Nella ripresa Cassano non abbassa l’intensità. Ariosto prova a restare agganciata alla partita e trova la doppia cifra, ma il margine resta sempre ampio. Le amaranto continuano a spingere, alternando soluzioni sugli esterni e penetrazioni centrali, con un vantaggio che cresce progressivamente: 27-15 al 40’, 33-18 dopo cinquanta minuti. È una gestione lucida, senza cali di concentrazione, che racconta una squadra consapevole dei propri mezzi.
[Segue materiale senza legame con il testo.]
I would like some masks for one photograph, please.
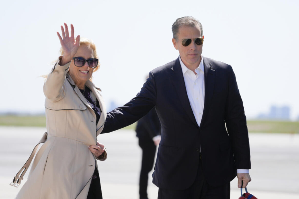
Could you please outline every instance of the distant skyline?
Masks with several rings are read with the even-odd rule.
[[[101,65],[94,82],[108,106],[128,101],[150,71],[178,57],[171,25],[191,16],[203,26],[203,56],[233,67],[248,118],[272,105],[289,106],[291,119],[298,117],[299,1],[18,0],[2,5],[0,112],[44,111],[39,77],[58,57],[56,32],[64,22],[96,45]]]

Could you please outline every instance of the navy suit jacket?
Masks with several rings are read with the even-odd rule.
[[[182,190],[192,184],[200,146],[205,178],[211,186],[232,180],[236,169],[250,168],[246,119],[233,69],[224,63],[203,59],[205,93],[200,126],[189,102],[178,58],[151,71],[135,97],[107,114],[102,133],[132,123],[155,106],[162,129],[152,176],[159,187]]]

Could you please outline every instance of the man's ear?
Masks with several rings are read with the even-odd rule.
[[[172,38],[172,43],[173,44],[173,46],[174,47],[174,48],[175,48],[176,50],[178,50],[178,44],[177,43],[177,41],[176,39],[174,38]]]

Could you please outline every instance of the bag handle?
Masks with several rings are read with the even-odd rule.
[[[31,153],[31,154],[30,155],[30,156],[29,156],[29,158],[28,158],[27,161],[25,163],[25,164],[24,165],[20,171],[18,172],[16,175],[13,178],[13,181],[9,184],[10,185],[16,187],[17,187],[19,186],[19,185],[21,184],[21,180],[23,179],[23,177],[24,177],[24,175],[25,175],[26,172],[27,171],[27,170],[28,169],[28,167],[29,167],[29,166],[30,165],[30,163],[31,163],[31,161],[32,161],[32,159],[33,159],[33,157],[35,154],[36,150],[37,150],[39,145],[40,144],[43,143],[46,141],[47,140],[47,136],[48,133],[47,132],[45,132],[43,135],[42,137],[40,140],[39,140],[39,141],[36,145],[34,149],[33,149],[33,150],[32,151],[32,152]],[[21,172],[22,171],[23,171],[23,172],[21,174]],[[21,174],[20,176],[20,174]]]
[[[243,196],[243,193],[242,193],[243,188],[242,188],[242,187],[243,187],[243,180],[242,180],[242,184],[241,185],[241,196]],[[245,191],[246,192],[246,193],[248,193],[248,192],[247,191],[247,188],[246,188],[246,187],[245,188]]]

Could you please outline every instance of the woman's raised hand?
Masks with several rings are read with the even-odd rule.
[[[71,36],[68,34],[68,25],[64,23],[64,26],[65,28],[65,31],[63,27],[61,26],[61,34],[62,37],[60,36],[59,33],[57,32],[57,35],[60,40],[60,44],[61,45],[62,49],[63,50],[64,54],[60,62],[60,65],[65,65],[71,61],[76,54],[79,48],[80,42],[80,36],[78,35],[76,38],[76,41],[74,37],[74,27],[72,24],[71,25]]]

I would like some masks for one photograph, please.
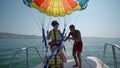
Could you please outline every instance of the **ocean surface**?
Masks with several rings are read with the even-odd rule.
[[[82,56],[96,56],[102,60],[104,45],[105,43],[114,43],[120,46],[120,38],[82,38],[83,41],[83,52]],[[68,57],[72,56],[72,44],[73,41],[67,41],[64,43],[66,47],[65,55]],[[37,47],[40,55],[43,57],[45,54],[44,43],[41,39],[0,39],[0,68],[9,68],[10,60],[15,52],[24,47]],[[120,68],[120,51],[116,49],[117,64]],[[35,49],[28,49],[29,68],[33,68],[42,62]],[[15,56],[13,60],[12,68],[26,68],[26,52],[21,51]],[[114,68],[112,48],[107,47],[105,64],[109,68]]]

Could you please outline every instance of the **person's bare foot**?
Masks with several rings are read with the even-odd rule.
[[[78,67],[78,64],[73,65],[72,67]]]

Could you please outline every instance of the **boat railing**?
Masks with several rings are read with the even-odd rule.
[[[113,54],[113,60],[114,60],[114,68],[118,68],[117,67],[116,49],[115,48],[117,48],[120,51],[120,46],[118,44],[106,43],[105,46],[104,46],[103,63],[105,62],[105,54],[106,54],[106,48],[107,48],[107,46],[111,46],[112,47],[112,54]]]
[[[13,61],[14,61],[14,59],[15,59],[15,56],[16,56],[17,54],[19,54],[19,52],[21,52],[21,51],[25,51],[25,53],[26,53],[26,68],[29,68],[29,63],[28,63],[28,51],[29,51],[29,50],[28,50],[28,49],[30,49],[30,48],[35,49],[35,51],[37,52],[37,54],[38,54],[39,57],[40,57],[40,60],[43,62],[42,57],[41,57],[41,55],[40,55],[40,53],[39,53],[39,51],[38,51],[38,49],[37,49],[36,47],[34,47],[34,46],[25,47],[25,48],[22,48],[22,49],[16,51],[16,52],[12,55],[12,58],[11,58],[10,63],[9,63],[9,68],[12,68],[12,66],[13,66]]]

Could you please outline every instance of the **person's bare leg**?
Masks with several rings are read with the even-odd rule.
[[[77,57],[78,57],[78,60],[79,60],[79,68],[82,68],[81,53],[77,53]]]
[[[73,58],[75,60],[75,65],[73,65],[73,67],[77,67],[78,66],[78,61],[77,61],[77,57],[76,57],[76,53],[73,53]]]

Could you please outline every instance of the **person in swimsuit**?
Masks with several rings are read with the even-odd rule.
[[[61,31],[58,29],[58,26],[59,26],[59,23],[57,21],[52,21],[51,23],[53,29],[49,32],[47,31],[47,39],[48,40],[51,40],[49,42],[49,45],[50,45],[50,49],[52,51],[52,47],[56,46],[58,47],[59,44],[60,44],[60,38],[61,38]],[[62,63],[63,63],[63,66],[64,66],[64,62],[66,62],[66,57],[64,55],[64,53],[62,52],[62,48],[64,48],[64,46],[62,46],[60,48],[60,58],[62,59]]]
[[[70,29],[70,32],[69,32],[69,35],[65,38],[65,41],[68,39],[71,39],[74,41],[72,55],[73,55],[73,58],[76,64],[73,65],[73,67],[81,68],[82,67],[81,52],[82,52],[82,47],[83,47],[81,33],[79,30],[75,29],[74,25],[70,25],[69,29]]]

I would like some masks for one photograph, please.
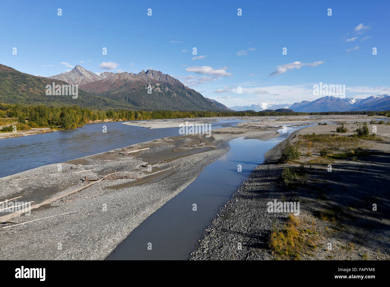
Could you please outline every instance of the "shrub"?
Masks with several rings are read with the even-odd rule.
[[[287,142],[282,152],[281,159],[284,162],[292,161],[299,159],[299,155],[298,147]]]
[[[344,125],[342,125],[340,127],[338,127],[336,128],[336,131],[337,132],[347,132],[348,131],[348,129],[344,127]]]
[[[355,131],[358,137],[368,137],[370,134],[370,131],[368,129],[367,123],[364,123],[363,125],[360,125],[359,127]]]
[[[26,118],[22,116],[19,117],[18,121],[21,123],[26,123]]]
[[[328,154],[328,151],[326,150],[324,148],[322,149],[322,150],[321,150],[319,151],[319,155],[321,155],[321,157],[324,157]]]
[[[289,182],[295,179],[295,172],[294,169],[285,167],[282,172],[280,176],[285,182]]]

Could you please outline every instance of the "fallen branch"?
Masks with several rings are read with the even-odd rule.
[[[85,181],[92,181],[94,180],[98,180],[99,178],[89,178],[87,176],[85,176],[85,179],[83,180],[83,182]]]
[[[80,170],[79,171],[76,171],[76,172],[72,173],[73,174],[75,173],[83,173],[84,171],[90,171],[91,170],[95,170],[96,168],[93,168],[92,169],[85,169],[85,170]]]
[[[4,201],[2,201],[1,202],[0,202],[0,204],[1,204],[1,203],[4,203],[4,202],[6,202],[7,201],[11,201],[11,200],[13,200],[14,199],[17,199],[18,198],[20,198],[21,197],[21,196],[18,196],[18,197],[15,197],[14,198],[11,198],[11,199],[7,199],[6,200],[4,200]]]
[[[206,145],[203,144],[182,144],[180,146],[182,146],[183,148],[215,148],[215,146],[211,145]]]
[[[18,225],[21,225],[23,224],[26,224],[26,223],[29,223],[30,222],[32,222],[33,221],[36,221],[38,220],[41,220],[43,219],[46,219],[46,218],[50,218],[51,217],[54,217],[54,216],[58,216],[60,215],[64,215],[65,214],[69,214],[70,213],[74,213],[75,212],[78,212],[78,211],[71,211],[70,212],[66,212],[66,213],[62,213],[61,214],[57,214],[57,215],[53,215],[51,216],[48,216],[47,217],[44,217],[43,218],[39,218],[39,219],[35,219],[34,220],[31,220],[30,221],[27,221],[27,222],[23,222],[21,223],[19,223],[18,224],[15,224],[13,225],[9,225],[8,226],[4,226],[2,227],[3,228],[8,228],[9,227],[13,227],[14,226],[18,226]]]
[[[45,204],[48,204],[49,203],[53,202],[53,201],[58,200],[60,199],[63,198],[67,196],[68,195],[70,195],[70,194],[71,194],[73,193],[76,193],[78,191],[80,191],[80,190],[83,189],[85,188],[86,188],[87,187],[88,187],[89,186],[90,186],[92,184],[95,184],[96,182],[99,182],[101,181],[107,176],[109,176],[110,175],[112,175],[116,173],[117,172],[115,171],[115,172],[112,173],[110,173],[110,174],[108,174],[107,175],[105,175],[103,176],[102,178],[100,178],[98,180],[92,182],[90,183],[86,184],[85,185],[83,185],[83,186],[82,186],[81,187],[79,187],[76,189],[74,189],[74,190],[69,191],[63,194],[60,194],[60,195],[56,196],[55,197],[53,198],[49,198],[49,199],[45,200],[43,202],[41,202],[40,203],[35,204],[34,205],[32,205],[32,207],[31,207],[29,209],[25,209],[23,210],[18,211],[16,212],[14,212],[13,213],[11,213],[10,214],[8,214],[7,215],[5,215],[4,216],[0,217],[0,221],[5,221],[6,220],[8,220],[8,219],[11,219],[11,218],[13,218],[14,217],[16,217],[16,216],[19,216],[20,214],[23,214],[25,212],[28,212],[28,211],[32,209],[35,209],[38,208],[39,207],[41,207],[42,205],[44,205]]]
[[[141,148],[140,150],[129,150],[126,152],[119,152],[121,153],[132,153],[133,152],[140,152],[142,150],[149,150],[150,148]]]
[[[5,207],[5,208],[3,208],[0,209],[0,211],[2,211],[3,210],[7,210],[7,209],[11,209],[11,208],[16,208],[16,207],[19,207],[20,206],[22,206],[23,205],[25,205],[26,204],[28,204],[28,203],[30,203],[32,202],[34,202],[34,201],[30,201],[30,202],[27,202],[25,203],[23,203],[23,204],[20,204],[18,205],[16,205],[15,206],[10,206],[8,207]]]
A brillare in fase realizzativa è Sara Zanellini, che chiude la sua serata con nove reti, confermandosi riferimento offensivo costante e prezioso nell’economia del gioco cassanese. Ma, al di là delle singole prestazioni, è il dato collettivo a colpire: quaranta reti segnate, distribuite con equilibrio, e una prova difensiva che resta il vero marchio di fabbrica della squadra.

© Alessio Lucchetti
Il finale regala anche un momento simbolico. Michela Cobianchi, allo scadere, firma l’ultima rete dell’incontro, un gol che chiude il match e suggella una serata gestita con attenzione fino all’ultimo possesso. Un dettaglio che racconta bene lo spirito del Cassano: concentrazione, partecipazione e voglia di incidere sempre.

© Alessio Lucchetti
Il successo rafforza il quarto posto in classifica e rappresenta un segnale chiaro all’inizio del nuovo anno. Il Cassano riparte nel 2026 con certezze tecniche, identità riconoscibile e la sensazione di una squadra che continua a crescere, partita dopo partita.